A: 金融機関が環境配慮型の事業への融資ポートフォリオを拡大できるよう重点的に支援しています。このポートフォリオには、グリーンビルディングや再生可能エネルギー、クライメートスマート農業、さらには電気自動車やブルーエコノミーと言った新しい分野に至るまで、様々な気候関連案件が含まれます。この取組みは、世界の膨大な資金を、できるだけ速やかに持続可能な経済への移行に資する投資に振り向けるために極めて重要です。こうした投資の長期的なリターンが、他への投資をはるかに凌ぐことは言うまでもありません。
Q: 最大の機会はどこにあると考えていますか?
A: 気候変動によりサプライチェーンが混乱し事業コストが上昇しています。IFCが金融機関177社を対象に最近実施した調査では、その41%がすでに気候変動リスクをビジネスにかかるリスクのトップ3に挙げています。一方で、90%が自社の金融ポートフォリオに占めるクライメートファイナンスの割合が増加すると予測しています。IFCでは、リスクの管理と開示への支援と、都市部を中心とした低炭素型の開発への投資に大きな機会が存在すると考えています。それに伴い、グリーンボンドやブルーボンド、サステナビリティ・リンク・ボンド、その他の新興商品に至るまで、さらに多様な金融商品が必要になります。
「世界の膨大な資金をできるだけ速やかに持続可能な経済への移行に資する投資に振り向ける必要があります。」
- ウィル・ベロー、IFC気候変動ファイナンス、グローバルヘッド代理
Q: IFCはどのように変化してきましたか?
A: IFCでは金融業界での気候変動ビジネスを急速に拡大しています。昨年だけで、気候変動関連事業の強化に取り組む金融機関50社を支援するべく、同セクターでの活動の40%に相当する45億ドルを投融資しました。さらにIFCは、2023年7月1日までに新規プロジェクトの85%、そして2025年7月1日以降は100%をパリ協定の目標に沿って実施する予定です。すなわち、IFCのこの分野での活動のあらゆる側面に気候変動のリスクと機会が組み込まれていると言えます。
Q: 新たなクライメートエコノミーへ資金を供給するという金融機関の誓約の実現に向け、我々がなすべきことは何でしょうか?

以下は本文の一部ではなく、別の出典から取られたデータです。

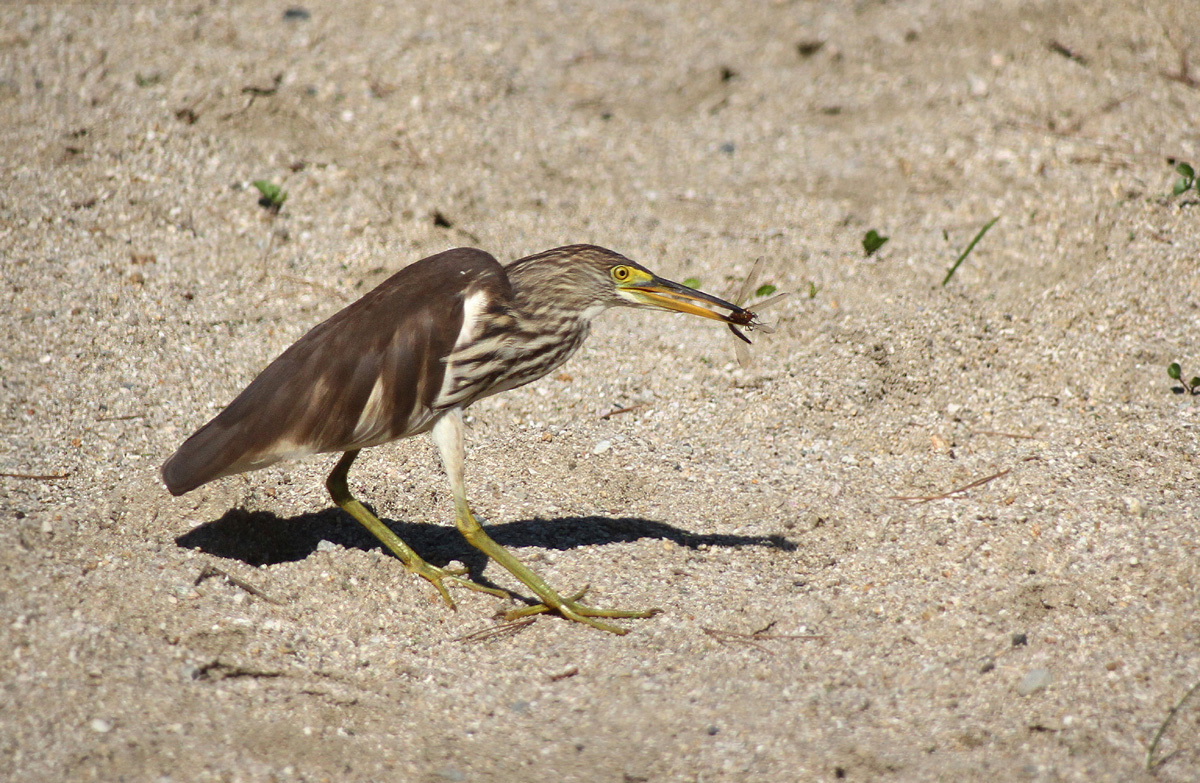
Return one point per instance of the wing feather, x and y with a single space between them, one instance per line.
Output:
367 375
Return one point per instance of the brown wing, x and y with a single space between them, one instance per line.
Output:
366 376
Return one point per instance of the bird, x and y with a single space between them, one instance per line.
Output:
408 358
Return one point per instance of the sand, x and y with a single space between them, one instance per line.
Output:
933 533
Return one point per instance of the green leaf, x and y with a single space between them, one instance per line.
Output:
273 195
873 241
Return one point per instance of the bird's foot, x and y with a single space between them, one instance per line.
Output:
438 577
573 609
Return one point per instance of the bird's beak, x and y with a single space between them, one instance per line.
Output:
657 292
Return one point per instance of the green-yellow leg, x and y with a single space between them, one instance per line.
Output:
448 436
341 494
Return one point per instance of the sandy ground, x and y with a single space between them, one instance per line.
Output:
1037 626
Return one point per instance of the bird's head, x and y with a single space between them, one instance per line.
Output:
588 280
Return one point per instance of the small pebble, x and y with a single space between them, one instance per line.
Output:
1036 680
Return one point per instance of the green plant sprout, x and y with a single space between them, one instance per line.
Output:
273 196
873 240
1176 372
1187 180
966 252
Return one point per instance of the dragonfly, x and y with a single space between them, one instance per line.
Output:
748 320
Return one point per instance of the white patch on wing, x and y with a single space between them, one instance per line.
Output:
372 422
472 309
474 304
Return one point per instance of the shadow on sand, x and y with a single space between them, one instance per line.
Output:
262 538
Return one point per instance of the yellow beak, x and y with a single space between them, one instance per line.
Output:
658 292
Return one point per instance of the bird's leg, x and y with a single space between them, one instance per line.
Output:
341 494
448 435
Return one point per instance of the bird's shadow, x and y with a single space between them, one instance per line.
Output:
263 538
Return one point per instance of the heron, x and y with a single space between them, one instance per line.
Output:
408 358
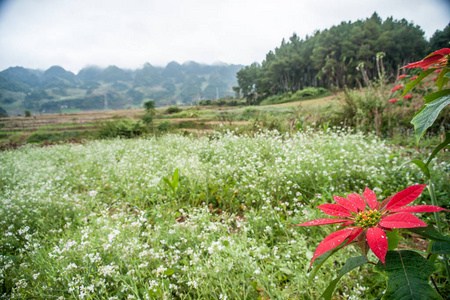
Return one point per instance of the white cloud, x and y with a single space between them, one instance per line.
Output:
75 33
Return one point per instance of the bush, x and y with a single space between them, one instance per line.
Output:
173 110
123 128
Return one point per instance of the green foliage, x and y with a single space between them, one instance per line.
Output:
123 232
305 94
352 263
407 274
331 57
125 128
3 112
173 110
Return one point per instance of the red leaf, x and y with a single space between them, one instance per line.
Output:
419 208
322 222
405 197
331 242
401 220
377 240
357 200
444 51
349 222
346 203
334 210
355 233
371 198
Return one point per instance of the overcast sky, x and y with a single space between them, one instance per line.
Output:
127 33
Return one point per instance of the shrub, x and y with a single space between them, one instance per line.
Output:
173 110
123 128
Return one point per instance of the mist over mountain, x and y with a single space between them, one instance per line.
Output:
57 90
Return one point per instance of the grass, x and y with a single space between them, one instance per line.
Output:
222 229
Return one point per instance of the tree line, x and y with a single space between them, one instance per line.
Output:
346 55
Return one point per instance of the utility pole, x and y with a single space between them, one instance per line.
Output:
105 102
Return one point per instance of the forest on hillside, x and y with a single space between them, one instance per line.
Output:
346 55
351 54
58 90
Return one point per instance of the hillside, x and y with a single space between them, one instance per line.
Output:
57 90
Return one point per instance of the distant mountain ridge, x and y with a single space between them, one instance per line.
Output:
59 90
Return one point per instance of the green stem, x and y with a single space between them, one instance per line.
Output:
437 218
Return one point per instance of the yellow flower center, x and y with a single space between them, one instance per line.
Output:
367 219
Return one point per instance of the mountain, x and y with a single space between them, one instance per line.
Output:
57 90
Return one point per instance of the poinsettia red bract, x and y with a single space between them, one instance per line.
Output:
437 59
368 220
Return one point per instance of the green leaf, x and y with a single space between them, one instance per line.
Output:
393 239
322 259
175 177
352 263
439 148
286 271
426 116
169 272
423 167
441 79
413 83
407 275
440 248
430 233
431 97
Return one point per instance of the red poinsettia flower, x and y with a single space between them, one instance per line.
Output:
437 59
368 225
397 88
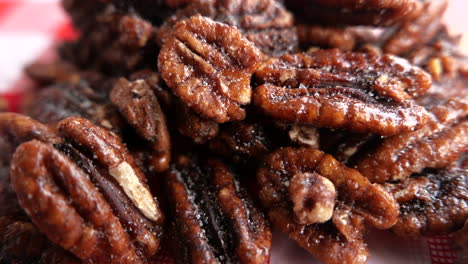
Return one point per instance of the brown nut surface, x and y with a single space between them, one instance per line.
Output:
109 181
339 240
330 88
62 100
191 125
264 22
355 12
140 107
208 65
436 145
433 203
115 44
417 31
216 221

これは、金融機関だけでは達成できません。緩和と適応への投資は往々にして初期費用がかかり、通貨変動やデータが不十分という問題に加え、さらに長期的な視野も求められます。また、金融機関における気候変動に関する意識啓発や新たな金融商品を開発する組織内の能力が十分とは言えません。このことから、政府が明確で一貫した規制とインセンティブを導入するとともに、IFCをはじめとする開発金融機関が投資リスクの共有や金融機関の能力開発のための研修を通じて支援する必要があります。